February 20, 2007

The Mysore labour crunch

After reading the story in The Hindu any passing motorcyclist in dark glasses sets me thinking if he has been responsible for holding up building work somewhere in the city. For Mr A Ravindra, a builder with many ongoing projects, is quoted as saying that many of his workers, in recent weeks and months, had stopped work, only to show up a couple of weeks later “on a motorbike, wearing dark glasses and flaunt their new-found prosperity”.

Local construction workers, they say, come from families that own farmland on the city outskirts. With a phenomenal rise in the price of agriculture land (an acre can fetch anything from Rs.30 to 90 lakhs) quite a few construction workers have made a minor fortune by disposing of their land. Another factor citied by employers facing a ‘high rate’ of attrition in the last couple of months is that many of those working on construction sites have found better paid work with local IT companies, as gardeners, sweepers and caretakers.

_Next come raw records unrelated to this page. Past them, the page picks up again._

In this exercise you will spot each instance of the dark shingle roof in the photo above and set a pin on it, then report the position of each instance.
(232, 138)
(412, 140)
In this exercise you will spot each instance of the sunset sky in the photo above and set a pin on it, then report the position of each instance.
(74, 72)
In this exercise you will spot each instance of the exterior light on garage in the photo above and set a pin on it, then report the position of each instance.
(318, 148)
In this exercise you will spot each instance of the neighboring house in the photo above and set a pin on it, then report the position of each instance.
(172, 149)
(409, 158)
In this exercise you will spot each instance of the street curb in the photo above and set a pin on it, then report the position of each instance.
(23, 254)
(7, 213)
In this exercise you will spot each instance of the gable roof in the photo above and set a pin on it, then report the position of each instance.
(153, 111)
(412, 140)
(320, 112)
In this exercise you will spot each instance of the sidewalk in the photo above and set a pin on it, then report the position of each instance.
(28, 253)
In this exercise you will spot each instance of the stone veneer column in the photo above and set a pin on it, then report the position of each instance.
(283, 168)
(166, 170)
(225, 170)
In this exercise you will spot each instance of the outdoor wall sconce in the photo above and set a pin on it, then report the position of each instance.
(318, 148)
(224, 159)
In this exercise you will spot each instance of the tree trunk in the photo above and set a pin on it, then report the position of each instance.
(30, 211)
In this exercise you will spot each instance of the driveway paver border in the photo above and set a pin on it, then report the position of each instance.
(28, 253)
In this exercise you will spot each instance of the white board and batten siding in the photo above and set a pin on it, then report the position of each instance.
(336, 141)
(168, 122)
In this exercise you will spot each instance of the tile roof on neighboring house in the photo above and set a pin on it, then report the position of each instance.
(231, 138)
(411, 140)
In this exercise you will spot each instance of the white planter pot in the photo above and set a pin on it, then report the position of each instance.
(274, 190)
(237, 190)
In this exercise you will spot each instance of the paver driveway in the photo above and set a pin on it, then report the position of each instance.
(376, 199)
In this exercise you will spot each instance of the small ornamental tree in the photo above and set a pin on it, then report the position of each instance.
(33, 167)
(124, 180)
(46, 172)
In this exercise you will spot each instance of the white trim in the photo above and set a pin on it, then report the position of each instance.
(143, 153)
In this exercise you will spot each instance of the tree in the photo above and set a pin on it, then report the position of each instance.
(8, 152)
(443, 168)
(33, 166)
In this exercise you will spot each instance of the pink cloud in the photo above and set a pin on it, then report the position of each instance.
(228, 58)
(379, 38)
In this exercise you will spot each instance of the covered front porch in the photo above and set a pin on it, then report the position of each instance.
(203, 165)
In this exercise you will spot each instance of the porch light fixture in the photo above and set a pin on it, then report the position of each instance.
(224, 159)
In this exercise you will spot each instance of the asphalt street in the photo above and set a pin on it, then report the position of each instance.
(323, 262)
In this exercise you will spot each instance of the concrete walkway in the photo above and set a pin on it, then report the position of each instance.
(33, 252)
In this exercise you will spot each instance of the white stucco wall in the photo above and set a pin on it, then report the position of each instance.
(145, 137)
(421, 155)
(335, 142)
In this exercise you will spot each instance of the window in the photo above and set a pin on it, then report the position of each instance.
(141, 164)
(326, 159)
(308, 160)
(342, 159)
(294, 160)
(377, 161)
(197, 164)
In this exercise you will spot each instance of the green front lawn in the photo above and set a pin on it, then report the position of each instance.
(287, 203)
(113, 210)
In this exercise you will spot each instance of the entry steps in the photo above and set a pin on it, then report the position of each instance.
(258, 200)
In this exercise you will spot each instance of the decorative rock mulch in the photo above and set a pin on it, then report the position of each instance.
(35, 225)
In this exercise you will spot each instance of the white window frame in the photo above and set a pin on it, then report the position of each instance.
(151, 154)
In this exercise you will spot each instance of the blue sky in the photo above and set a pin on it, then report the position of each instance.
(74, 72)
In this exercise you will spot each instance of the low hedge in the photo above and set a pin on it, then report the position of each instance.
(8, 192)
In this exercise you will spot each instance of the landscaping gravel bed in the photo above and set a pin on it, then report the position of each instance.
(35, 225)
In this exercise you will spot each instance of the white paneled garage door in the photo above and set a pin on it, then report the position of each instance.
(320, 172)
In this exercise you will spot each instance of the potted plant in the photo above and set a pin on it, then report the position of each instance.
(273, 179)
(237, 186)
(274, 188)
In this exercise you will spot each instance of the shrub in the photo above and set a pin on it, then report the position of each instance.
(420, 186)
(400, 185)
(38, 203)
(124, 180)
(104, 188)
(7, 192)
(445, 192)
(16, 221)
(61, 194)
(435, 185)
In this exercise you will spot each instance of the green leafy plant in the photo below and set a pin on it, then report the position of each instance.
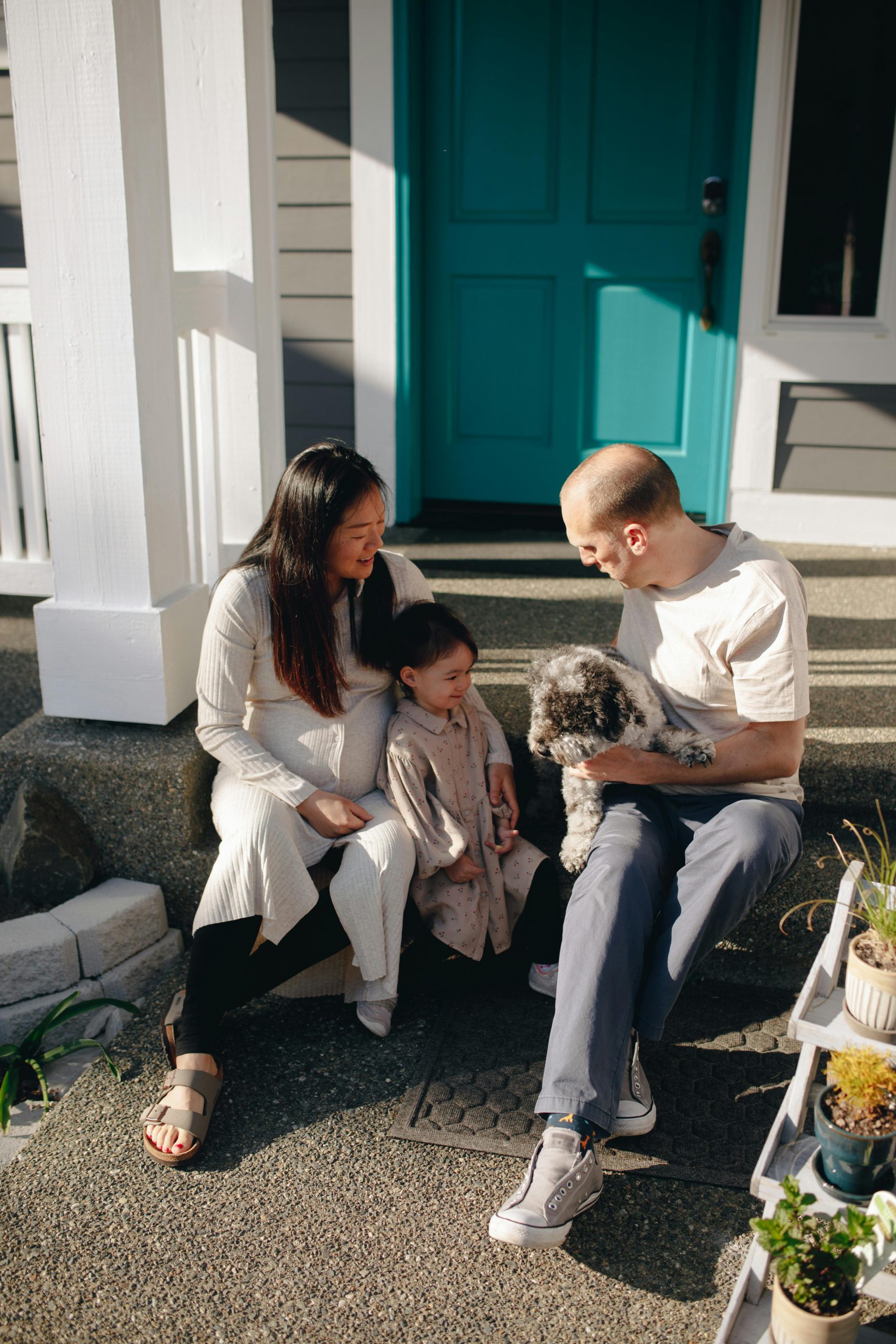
(815, 1258)
(861, 1077)
(33, 1053)
(879, 872)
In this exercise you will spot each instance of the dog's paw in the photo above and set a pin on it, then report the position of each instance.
(698, 752)
(574, 853)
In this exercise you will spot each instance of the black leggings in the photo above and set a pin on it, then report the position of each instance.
(226, 973)
(539, 929)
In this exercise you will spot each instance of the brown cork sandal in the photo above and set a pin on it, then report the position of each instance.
(168, 1023)
(208, 1088)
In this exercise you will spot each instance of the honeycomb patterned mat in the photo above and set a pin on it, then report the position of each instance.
(718, 1077)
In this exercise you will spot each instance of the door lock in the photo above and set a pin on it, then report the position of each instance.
(710, 255)
(714, 195)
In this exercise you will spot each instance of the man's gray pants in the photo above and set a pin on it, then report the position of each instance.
(668, 877)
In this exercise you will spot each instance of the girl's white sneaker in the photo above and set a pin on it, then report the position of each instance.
(376, 1015)
(543, 979)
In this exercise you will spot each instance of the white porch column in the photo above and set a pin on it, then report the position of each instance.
(374, 272)
(219, 94)
(120, 640)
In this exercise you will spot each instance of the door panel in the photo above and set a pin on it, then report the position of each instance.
(565, 147)
(507, 400)
(638, 335)
(504, 113)
(644, 102)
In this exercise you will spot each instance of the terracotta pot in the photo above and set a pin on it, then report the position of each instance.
(792, 1326)
(853, 1163)
(871, 998)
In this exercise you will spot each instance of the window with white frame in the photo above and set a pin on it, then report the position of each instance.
(841, 147)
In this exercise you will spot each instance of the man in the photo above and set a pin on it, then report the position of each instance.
(718, 622)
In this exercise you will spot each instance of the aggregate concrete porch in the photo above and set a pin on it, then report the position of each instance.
(304, 1220)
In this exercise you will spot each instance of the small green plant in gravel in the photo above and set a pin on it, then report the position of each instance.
(34, 1054)
(815, 1258)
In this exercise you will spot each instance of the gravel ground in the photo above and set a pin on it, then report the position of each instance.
(304, 1220)
(18, 662)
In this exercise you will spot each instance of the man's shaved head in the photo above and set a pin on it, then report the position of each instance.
(623, 484)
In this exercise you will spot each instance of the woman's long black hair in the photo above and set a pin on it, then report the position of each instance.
(315, 494)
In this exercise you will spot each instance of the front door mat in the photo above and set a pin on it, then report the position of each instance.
(718, 1078)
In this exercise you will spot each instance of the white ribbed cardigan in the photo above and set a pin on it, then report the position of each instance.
(270, 740)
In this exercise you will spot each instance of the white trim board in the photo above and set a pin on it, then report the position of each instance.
(374, 232)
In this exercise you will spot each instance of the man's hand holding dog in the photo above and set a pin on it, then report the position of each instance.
(760, 752)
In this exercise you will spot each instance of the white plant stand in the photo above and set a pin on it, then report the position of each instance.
(817, 1022)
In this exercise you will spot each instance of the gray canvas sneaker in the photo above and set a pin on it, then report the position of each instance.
(637, 1110)
(559, 1184)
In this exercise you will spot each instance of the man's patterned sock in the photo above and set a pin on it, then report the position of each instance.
(587, 1132)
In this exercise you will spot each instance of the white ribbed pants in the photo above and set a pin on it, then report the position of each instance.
(267, 850)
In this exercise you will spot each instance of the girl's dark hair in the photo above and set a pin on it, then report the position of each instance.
(424, 634)
(315, 494)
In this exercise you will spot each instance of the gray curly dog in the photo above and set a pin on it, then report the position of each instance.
(585, 701)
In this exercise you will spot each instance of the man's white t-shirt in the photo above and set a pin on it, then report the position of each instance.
(726, 648)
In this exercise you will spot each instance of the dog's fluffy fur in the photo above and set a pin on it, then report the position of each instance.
(585, 701)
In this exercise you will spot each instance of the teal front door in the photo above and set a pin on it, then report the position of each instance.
(565, 151)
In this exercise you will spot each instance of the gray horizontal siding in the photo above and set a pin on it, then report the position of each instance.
(11, 237)
(316, 273)
(836, 438)
(319, 362)
(315, 227)
(311, 182)
(313, 218)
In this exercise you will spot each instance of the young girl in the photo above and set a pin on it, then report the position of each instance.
(476, 877)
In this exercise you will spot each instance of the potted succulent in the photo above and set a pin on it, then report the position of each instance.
(856, 1120)
(815, 1296)
(870, 990)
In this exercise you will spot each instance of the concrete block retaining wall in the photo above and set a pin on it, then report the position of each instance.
(112, 941)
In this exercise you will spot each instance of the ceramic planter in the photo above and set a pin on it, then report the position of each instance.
(871, 998)
(792, 1326)
(853, 1163)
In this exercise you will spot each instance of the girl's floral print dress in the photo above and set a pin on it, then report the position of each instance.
(433, 773)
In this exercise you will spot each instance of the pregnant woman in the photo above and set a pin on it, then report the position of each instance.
(293, 701)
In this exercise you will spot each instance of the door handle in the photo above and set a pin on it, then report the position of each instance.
(710, 255)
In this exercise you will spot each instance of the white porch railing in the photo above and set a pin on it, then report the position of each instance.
(25, 549)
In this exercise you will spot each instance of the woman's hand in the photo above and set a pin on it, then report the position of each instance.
(503, 788)
(507, 835)
(464, 870)
(331, 815)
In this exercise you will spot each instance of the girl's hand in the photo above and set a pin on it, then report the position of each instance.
(464, 870)
(507, 835)
(331, 815)
(503, 786)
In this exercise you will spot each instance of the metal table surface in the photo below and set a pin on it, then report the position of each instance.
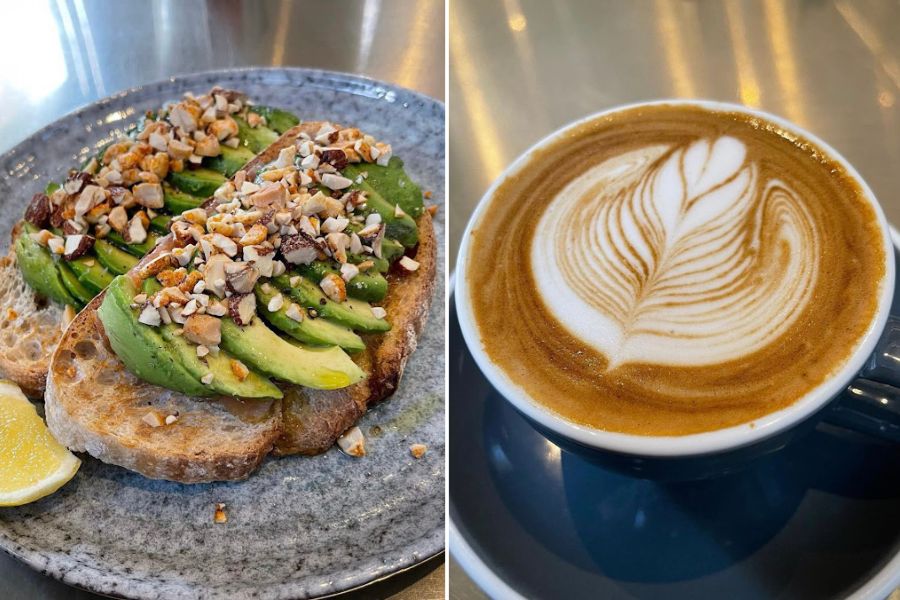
(56, 55)
(522, 68)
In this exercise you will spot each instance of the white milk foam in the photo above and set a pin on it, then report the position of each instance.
(676, 256)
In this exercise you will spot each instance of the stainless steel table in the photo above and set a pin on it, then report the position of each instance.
(56, 55)
(522, 68)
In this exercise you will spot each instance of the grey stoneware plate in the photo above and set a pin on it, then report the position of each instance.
(300, 527)
(817, 520)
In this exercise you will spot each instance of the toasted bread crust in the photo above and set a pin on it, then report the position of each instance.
(30, 328)
(110, 428)
(316, 418)
(94, 405)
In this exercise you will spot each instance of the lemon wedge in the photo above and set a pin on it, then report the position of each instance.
(32, 463)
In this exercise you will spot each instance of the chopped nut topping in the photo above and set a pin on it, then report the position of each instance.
(409, 264)
(153, 419)
(353, 442)
(242, 308)
(334, 287)
(203, 330)
(220, 516)
(239, 369)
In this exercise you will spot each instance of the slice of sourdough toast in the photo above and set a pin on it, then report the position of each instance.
(313, 419)
(31, 326)
(30, 329)
(95, 405)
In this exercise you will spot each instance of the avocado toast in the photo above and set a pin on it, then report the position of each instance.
(77, 235)
(346, 285)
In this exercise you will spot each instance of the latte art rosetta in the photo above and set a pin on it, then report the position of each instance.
(669, 269)
(676, 255)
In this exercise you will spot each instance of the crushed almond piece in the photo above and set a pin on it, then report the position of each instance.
(220, 516)
(353, 442)
(409, 264)
(153, 419)
(239, 369)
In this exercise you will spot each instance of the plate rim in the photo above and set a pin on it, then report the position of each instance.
(45, 563)
(878, 586)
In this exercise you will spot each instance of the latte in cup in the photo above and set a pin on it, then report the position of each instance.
(672, 269)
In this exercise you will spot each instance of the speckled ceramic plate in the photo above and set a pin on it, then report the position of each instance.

The labour scenario in the building projects reflects vertical mobility of unskilled labour. It is an upshot of the very economic factors that have enriched builders and land speculators. Have these beneficiaries passed on the benefits of the building boom to their labour force by giving their workers a fair hike in wages and improving their working conditions?

Big builders have resorted to ‘import’ of workers from other parts of the state and the country. Maybe a time would come when they would think of making labour a stakeholder, entitled to dividend, in the projects the builders take up.